Ex-deputado estadual, Camilo Santana começou na política pelo PSB e foi derrotado duas vezes na disputa pela Prefeitura de Barbalha, cidade localizada a aproximadamente 500 km de Fortaleza. Ganhou projeção durante os mandatos de Cid Gomes: primeiro como secretário de Desenvolvimento Agrário e depois como titular da Secretaria de Cidades. Filho de outro quadro antigo do PT, o ex-deputado Eudoro Santana, o governador eleito ganhou esse nome em homenagem ao padre colombiano Camilo Torres, que aderiu à guerrilha pelo Exército de Libertação Nacional, na década de 1960.

O governador eleito, no entanto, chamou a atenção por defender durante a campanha bandeiras associadas normalmente ao PSDB, como a meritocracia no serviço público. Além disso, uma das suas principais propostas para a área de segurança é melhorar um programa de policiamento ostensivo, chamado Ronda do Quarteirão, em que os moradores de um bairro podem ligar diretamente para a viatura policial responsável pela região. “O fato de ser do PT ou do PSDB não importa. O importante é que as boas ideias, independente de que classe seja, precisam ser absolvidas”, rebate.

Além de Camilo Santana, o PT terá no nordeste os governos do Piauí, com Wellington Dias, e da Bahia, com Rui Costa, estados que fazem divisa com o Ceará. Questionado sobre formas de integração regional, ele elege como prioridade ajudar a presidenta Dilma a fazer “reformas importantes”. “As ruas pediram isso. Precisamos urgentemente de uma reforma política.”

Leia a entrevista na íntegra:

CartaCapital: Umas das principais bandeiras da sua campanha foi o Ronda do Quarteirão, um programa de segurança que trata a criminalidade como um problema policial. Isso não difere do que o PT defendeu historicamente?

Camilo Santana: Na verdade, o Ronda do Quarteirão foi criado em 2008 pelo Cid e funcionou muito bem até 2012, quando houve paralisação da polícia do estado. A partir dali, houve uma desorganização do programa, quebrou um pouco a hierarquia. O programa fugiu um pouco da origem. De 2012 a 2013, tivemos um elevado índice de violência. Eu propus reorganizar o Ronda, voltar ao papel original e também ampliar um pouco mais um tipo de polícia que é a polícia ostensiva no estado, principalmente contra o tráfico de drogas. [Precisamos] Colocar bases nessas áreas e fazer uma ação integrada para atacar a causa dessa violência, que é a falta de oportunidade aos jovens.

CC: Esse programa foi bem avaliado por passar uma sensação de segurança para as pessoas. Você realmente acredita que ele ajuda a diminuir os índices de violência?

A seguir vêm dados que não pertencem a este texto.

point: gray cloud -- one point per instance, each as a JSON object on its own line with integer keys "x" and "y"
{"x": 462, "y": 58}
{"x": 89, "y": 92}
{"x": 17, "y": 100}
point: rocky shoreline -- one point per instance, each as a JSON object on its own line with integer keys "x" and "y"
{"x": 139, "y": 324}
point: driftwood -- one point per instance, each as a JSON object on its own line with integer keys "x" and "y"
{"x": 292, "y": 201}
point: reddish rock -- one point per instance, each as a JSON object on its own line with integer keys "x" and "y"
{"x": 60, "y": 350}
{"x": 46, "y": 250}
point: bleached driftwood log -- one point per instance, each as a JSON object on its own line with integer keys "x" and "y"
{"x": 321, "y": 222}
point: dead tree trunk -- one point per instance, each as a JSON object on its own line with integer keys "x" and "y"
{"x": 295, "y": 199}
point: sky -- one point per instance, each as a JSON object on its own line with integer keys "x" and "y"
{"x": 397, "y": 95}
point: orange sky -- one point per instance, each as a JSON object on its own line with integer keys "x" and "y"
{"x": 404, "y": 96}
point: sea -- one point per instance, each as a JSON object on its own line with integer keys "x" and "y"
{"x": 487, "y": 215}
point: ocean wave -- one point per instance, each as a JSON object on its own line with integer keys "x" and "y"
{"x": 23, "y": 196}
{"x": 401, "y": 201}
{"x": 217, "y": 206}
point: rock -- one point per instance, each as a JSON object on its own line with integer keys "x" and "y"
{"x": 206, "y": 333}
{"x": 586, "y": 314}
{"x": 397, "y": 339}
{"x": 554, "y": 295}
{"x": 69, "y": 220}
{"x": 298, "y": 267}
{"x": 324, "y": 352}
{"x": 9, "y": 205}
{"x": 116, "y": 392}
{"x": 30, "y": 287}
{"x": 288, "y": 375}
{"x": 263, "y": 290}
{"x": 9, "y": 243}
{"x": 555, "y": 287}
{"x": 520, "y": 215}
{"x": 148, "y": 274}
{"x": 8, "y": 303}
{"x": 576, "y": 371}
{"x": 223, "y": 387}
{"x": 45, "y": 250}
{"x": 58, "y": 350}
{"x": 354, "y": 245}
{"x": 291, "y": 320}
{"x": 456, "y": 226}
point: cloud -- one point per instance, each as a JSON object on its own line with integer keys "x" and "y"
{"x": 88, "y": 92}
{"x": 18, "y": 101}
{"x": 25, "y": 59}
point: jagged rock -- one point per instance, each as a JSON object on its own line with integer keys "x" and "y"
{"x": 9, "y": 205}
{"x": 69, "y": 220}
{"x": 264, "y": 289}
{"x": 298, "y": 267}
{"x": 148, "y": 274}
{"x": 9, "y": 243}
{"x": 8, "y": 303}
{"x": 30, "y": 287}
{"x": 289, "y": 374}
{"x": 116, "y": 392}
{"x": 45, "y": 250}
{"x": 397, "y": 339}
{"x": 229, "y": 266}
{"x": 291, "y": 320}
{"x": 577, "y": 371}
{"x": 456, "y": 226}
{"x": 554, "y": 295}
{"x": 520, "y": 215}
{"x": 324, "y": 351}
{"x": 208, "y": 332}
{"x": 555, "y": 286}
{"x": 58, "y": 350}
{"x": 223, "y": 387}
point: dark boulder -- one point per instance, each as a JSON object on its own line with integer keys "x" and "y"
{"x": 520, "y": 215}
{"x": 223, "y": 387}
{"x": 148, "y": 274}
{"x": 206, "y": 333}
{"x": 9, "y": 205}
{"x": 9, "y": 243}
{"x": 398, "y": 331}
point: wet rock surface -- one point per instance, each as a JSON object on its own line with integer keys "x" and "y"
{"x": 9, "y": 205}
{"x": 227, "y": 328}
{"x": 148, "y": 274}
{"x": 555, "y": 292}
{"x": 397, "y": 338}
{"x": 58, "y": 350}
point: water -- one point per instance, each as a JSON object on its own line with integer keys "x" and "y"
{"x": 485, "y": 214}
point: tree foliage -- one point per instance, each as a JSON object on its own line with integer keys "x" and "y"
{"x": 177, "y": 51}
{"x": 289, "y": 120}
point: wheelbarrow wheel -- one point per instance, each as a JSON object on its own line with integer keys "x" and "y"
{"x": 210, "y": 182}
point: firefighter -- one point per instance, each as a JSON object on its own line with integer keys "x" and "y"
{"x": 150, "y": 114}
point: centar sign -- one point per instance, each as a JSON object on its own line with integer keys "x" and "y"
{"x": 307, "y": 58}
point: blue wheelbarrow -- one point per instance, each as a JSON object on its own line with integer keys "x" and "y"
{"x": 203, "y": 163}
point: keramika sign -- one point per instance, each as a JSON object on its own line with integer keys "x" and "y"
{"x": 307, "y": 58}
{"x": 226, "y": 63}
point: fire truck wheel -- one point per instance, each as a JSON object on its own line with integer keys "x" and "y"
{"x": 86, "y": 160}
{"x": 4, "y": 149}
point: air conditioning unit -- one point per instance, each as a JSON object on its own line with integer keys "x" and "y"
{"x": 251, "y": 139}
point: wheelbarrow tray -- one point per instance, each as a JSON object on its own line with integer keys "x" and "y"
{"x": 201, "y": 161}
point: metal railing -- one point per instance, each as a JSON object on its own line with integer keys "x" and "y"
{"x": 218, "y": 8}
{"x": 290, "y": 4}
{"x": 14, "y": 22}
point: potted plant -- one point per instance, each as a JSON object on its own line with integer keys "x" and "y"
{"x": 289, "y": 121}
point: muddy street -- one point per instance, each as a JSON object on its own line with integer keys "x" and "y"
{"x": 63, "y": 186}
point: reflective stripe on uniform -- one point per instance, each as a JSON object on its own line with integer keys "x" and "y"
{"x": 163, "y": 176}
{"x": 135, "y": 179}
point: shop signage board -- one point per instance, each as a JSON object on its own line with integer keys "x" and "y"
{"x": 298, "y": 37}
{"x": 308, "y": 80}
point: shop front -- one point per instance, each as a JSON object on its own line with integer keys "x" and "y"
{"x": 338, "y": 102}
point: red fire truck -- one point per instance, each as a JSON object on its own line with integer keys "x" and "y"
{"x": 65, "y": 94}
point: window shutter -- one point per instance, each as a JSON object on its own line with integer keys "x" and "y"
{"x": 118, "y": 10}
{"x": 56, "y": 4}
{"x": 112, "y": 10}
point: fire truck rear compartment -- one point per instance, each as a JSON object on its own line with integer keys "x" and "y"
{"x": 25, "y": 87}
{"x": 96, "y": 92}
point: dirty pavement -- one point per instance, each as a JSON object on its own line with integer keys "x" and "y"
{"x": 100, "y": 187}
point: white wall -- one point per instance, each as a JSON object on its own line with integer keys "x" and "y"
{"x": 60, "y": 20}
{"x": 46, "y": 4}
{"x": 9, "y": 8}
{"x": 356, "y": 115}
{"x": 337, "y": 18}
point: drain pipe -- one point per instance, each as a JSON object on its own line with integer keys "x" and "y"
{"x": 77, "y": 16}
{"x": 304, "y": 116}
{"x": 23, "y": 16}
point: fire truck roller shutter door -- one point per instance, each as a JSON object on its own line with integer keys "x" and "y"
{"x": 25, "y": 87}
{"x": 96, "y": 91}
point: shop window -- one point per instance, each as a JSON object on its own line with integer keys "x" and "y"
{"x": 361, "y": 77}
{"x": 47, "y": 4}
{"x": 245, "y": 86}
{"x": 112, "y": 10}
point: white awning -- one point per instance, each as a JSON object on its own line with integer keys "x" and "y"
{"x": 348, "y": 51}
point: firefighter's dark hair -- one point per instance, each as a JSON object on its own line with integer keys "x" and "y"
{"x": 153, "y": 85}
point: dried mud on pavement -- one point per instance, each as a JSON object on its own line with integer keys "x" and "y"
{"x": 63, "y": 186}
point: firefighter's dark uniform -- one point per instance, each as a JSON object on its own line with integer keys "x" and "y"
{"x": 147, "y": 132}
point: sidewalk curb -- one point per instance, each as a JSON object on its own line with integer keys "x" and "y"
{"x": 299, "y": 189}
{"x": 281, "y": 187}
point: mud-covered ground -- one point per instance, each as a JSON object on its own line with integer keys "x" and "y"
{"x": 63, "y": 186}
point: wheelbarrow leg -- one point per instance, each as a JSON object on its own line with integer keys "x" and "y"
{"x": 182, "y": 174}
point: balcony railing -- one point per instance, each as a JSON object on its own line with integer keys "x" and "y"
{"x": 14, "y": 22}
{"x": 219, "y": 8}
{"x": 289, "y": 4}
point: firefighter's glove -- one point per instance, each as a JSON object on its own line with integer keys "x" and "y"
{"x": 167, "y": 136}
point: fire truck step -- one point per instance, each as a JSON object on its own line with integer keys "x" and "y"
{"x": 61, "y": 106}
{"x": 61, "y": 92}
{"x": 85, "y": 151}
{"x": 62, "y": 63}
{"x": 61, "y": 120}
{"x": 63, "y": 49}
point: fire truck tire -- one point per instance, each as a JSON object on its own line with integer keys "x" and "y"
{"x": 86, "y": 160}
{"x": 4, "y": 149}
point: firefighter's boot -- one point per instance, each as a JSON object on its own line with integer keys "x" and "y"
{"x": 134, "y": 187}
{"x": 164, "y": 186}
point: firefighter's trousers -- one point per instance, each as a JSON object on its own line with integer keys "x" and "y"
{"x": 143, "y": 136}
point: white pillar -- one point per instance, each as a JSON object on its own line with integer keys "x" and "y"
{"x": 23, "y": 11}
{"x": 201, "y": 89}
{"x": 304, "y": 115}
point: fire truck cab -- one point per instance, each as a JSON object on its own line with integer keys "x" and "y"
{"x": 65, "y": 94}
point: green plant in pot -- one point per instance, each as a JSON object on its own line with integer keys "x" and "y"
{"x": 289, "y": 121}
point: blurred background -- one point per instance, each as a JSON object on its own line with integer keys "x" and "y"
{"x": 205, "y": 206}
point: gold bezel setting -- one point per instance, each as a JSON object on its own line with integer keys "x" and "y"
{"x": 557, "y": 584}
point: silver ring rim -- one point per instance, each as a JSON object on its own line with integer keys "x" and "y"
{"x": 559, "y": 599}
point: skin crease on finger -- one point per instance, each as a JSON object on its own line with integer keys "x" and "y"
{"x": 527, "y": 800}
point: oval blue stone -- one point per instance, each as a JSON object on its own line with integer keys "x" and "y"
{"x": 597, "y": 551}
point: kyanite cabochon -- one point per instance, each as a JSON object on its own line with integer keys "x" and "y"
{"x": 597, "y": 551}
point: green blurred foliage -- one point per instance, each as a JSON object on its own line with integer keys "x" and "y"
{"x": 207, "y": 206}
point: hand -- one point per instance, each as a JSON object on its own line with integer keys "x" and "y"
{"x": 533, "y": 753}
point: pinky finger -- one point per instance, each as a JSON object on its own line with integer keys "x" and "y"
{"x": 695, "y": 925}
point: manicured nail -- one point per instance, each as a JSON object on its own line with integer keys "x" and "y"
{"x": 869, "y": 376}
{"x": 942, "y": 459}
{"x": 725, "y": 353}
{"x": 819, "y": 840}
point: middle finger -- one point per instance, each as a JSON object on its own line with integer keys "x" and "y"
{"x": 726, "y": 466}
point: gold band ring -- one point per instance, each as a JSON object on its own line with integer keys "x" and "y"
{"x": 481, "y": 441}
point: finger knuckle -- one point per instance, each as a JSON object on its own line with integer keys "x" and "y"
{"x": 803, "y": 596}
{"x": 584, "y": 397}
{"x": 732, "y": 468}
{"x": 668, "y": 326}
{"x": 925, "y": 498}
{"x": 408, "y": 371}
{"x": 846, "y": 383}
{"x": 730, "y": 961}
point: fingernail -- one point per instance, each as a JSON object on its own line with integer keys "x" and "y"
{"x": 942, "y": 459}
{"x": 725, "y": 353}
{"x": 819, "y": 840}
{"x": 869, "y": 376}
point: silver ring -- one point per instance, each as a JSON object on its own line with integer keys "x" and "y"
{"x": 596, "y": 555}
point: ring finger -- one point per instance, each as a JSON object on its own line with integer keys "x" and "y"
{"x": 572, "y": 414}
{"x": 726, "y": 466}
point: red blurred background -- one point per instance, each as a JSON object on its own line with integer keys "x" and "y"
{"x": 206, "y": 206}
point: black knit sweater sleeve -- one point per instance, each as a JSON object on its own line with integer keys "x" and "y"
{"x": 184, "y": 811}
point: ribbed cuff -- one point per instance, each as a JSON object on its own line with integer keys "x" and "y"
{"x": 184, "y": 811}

CS: É o seguinte: teve essa fase do Ronda, mas, no início deste ano, teve uma fase a mais, que foi um programa chamado Em Defesa Da Vida. O estado foi dividido em 18 áreas de integração de segurança. A meta é diminuir em 6%, a cada trimestre, os homicídios e assaltos em cada uma dessas áreas e dar uma bonificação para os policiais. Há mais ou menos 9 meses que o programa está funcionando. É uma experiência nova que está dando resultado. Estou convencido de que, para resolver o problema da segurança e violência, vamos progressivamente universalizar escolas em tempo integral. Já estamos com 107 escolas profissionalizantes. Antes, não tinha nenhuma. Para você ter uma ideia, a cada dez alunos que entram na escola profissionalizante hoje, seis já estão empregados. Essa é a estatística que a gente tem. É importante fazermos algumas ações na área do atendimento efetivo. Mas a causa do problema a gente precisa atacar. A única solução é investir em educação, que é uma forma de você proteger o jovem e preparar para o futuro. Cerca de 70% dos municípios do Ceará têm alguma relação com o tráfico de drogas. Isso é uma coisa que a gente quer mexer fortemente. Esse é o compromisso que assumi durante a campanha.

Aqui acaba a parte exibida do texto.